Les deux chasseurs – bien que chassés à cet instant – empruntèrent un autre passage qui les conduirait certainement aux reste des créatures. Ils n'avaient plus qu'à prier pour que leur entreprise réussisse et que le gibier soit libéré.


Thorkil avait attendu que le dernier singe sentinelle prenne Sighild en chasse avant de s'approcher des animaux. Le versha était une plante qui, bien dosée, agissait plusieurs jours. Il était donc impossible de savoir à quand remontait la dernière ration des bêtes. Il fallait agir et vite.

Le guerrier, aidé de Vilfrid, ouvrit les enclos, permettant à Elfi et Signe de rassembler les animaux pour les guider jusqu'à la sortie. Les bêtes étaient dociles, obéissant plus par instinct que par conscience. Les quatre compagnons prirent ensuite le chemin inverse tout en pressant le pas. Signe, en tête, fit demi-tour pour se rapprocher d'Elfi et lui dire qu'ils arriveraient bientôt à un croisement. L'Onçaine lui conseilla de suivre le chemin où l'odeur des singes serait la plus présente. Les animaux n'avaient pas pu escalader le bas de la falaise comme ils l'avaient fait, il devait donc y avoir un autre chemin.
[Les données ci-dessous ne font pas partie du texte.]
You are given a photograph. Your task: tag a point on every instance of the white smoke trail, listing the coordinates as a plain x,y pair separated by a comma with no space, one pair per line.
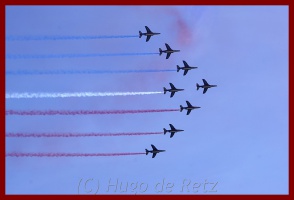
27,95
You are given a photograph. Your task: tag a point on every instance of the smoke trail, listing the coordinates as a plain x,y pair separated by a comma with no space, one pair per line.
74,94
64,37
57,72
37,135
16,154
83,112
44,56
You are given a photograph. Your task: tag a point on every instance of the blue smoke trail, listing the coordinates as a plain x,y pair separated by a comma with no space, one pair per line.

Derrière le troupeau, Vilfrid apostropha son aîné :

— Thorkil, pourras-tu protéger les arrières seul ?

— Pourquoi ?

— J'ai peur pour Sighild.

Le ton froid de Vilfrid contrastait avec les paroles qu'il venait de prononcer. Thorkil s'en étonna mais ne releva pas.

— Tu veux la rejoindre ? demanda le maître d'armes.

— Oui.

— Alors vas-y, je tiendrai bon.

Le grand blond le gratifia d'une tape amicale sur l'épaule et rebroussa chemin. Il était temps pour lui de prendre son destin en mains.
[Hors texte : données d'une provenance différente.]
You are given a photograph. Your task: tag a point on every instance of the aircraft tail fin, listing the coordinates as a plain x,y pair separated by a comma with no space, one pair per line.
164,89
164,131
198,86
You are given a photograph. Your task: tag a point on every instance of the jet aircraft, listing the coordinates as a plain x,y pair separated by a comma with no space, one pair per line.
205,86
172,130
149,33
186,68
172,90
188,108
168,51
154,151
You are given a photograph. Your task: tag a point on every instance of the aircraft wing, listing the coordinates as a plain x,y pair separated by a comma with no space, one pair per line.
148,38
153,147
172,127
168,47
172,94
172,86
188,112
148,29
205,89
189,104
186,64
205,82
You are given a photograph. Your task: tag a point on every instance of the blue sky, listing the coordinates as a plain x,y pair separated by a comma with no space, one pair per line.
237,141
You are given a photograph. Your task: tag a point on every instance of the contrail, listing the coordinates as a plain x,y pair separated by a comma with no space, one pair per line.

Eivind et Sighild s'étaient perdus dans le labyrinthe des tunnels creusés partout dans la montagne en semant leurs poursuivants. Afin de ne pas s'épuiser inutilement et de se mettre à l'abri, ils trouvèrent refuge dans une petite cavité profonde mais peu large qui surplombait un passage.

Essoufflés par leur course, ils prirent donc le temps de calmer leur respiration tout en gardant tous les sens en alerte. Depuis un moment leur parvenaient les cris des singes qui retentissaient partout, déclenchant l'alerte sous toute la montagne. Ils se retrouveraient bientôt avec toute la horde à leurs trousses ; difficile d'imaginer qu'ils puissent s'en sortir vivants.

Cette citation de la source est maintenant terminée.